5 Look for local community outlets, such as community radio stations or hospital radio. Many people move from these outlets into the industry. There are local TV networks that need resources too and many local print or online publications. Helping produce a community newsletter would also be good experience.


6 Produce content yourself. If you are telling people you are 'passionate' about podcasting - for example - then prove it by creating one yourself. Doing this would give you a whole host of skills that have value. Writing, presenting, producing and publishing the podcast will get you knowledge and experience of that process. Think of blogs, videos etc where similar experience can be found.

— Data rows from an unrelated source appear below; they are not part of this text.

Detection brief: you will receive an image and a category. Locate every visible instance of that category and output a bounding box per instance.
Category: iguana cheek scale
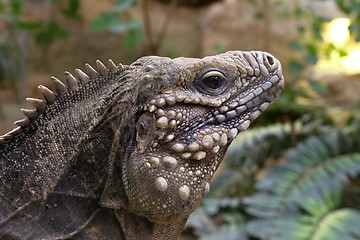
[0,51,284,239]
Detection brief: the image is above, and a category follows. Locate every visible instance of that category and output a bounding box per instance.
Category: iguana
[0,51,284,239]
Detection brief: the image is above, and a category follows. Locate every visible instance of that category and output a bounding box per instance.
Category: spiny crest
[0,59,124,144]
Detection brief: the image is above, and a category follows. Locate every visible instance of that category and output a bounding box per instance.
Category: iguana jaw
[124,53,284,224]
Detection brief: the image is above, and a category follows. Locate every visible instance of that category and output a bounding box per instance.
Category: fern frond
[244,133,360,239]
[210,121,325,197]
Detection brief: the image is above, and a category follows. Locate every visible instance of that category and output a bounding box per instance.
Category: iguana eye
[197,71,227,95]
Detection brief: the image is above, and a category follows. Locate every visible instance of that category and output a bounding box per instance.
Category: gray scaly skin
[0,51,284,239]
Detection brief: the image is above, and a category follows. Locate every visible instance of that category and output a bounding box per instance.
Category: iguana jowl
[0,51,284,239]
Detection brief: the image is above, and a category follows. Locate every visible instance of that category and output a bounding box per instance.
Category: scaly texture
[0,51,284,239]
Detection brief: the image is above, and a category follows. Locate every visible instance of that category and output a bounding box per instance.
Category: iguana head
[123,51,284,223]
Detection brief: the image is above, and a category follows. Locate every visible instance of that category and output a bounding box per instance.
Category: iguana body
[0,51,284,239]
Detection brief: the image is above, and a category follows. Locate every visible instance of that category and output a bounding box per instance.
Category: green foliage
[0,0,80,92]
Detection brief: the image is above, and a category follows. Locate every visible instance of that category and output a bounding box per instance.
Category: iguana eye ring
[197,70,227,95]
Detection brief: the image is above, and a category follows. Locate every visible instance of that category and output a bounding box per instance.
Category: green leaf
[288,60,303,74]
[17,21,43,31]
[62,0,80,18]
[243,133,360,239]
[307,80,327,95]
[90,12,118,32]
[113,0,136,13]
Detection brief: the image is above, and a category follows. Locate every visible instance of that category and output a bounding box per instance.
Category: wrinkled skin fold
[0,51,284,239]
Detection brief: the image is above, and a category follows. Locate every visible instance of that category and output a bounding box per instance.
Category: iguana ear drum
[136,113,156,152]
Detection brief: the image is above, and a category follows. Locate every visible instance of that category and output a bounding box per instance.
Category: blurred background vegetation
[0,0,360,240]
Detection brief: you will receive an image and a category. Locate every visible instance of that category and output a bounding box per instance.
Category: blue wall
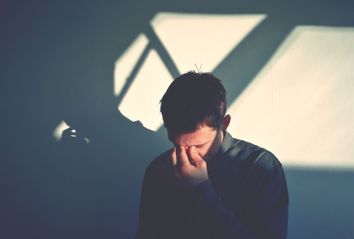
[0,0,354,239]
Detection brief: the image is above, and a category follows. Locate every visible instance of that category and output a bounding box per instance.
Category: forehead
[168,126,217,146]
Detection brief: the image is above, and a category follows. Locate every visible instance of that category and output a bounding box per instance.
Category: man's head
[161,72,230,160]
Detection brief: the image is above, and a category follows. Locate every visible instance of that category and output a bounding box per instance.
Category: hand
[171,146,208,186]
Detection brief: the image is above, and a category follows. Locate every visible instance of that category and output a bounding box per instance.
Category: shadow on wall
[0,1,354,239]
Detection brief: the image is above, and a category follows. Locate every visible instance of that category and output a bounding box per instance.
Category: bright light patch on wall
[151,13,266,72]
[229,26,354,169]
[53,121,69,141]
[114,34,149,95]
[118,50,173,131]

All of these offer greater value for me than paying for newsroom experience. And value is the key word. Working for free has to be considered carefully. Two-weeks is the maximum you should do an upaid internship for, and you always have to weigh up whether you are getting insight from the opportunity. If it feels like you are actually 'working' and no longer learning, it is time to stop doing it.


Finally, it is also possible to find paid media work as a student if you have the right skills and mindset. Almost every job in media needs freelance cover and half of the industry is self-employed or the equivalent. On a good degree course, or with a good apprenticeship, you can have skills to do certain jobs before you qualify.


Good luck in the search and don't let the rejections get you down!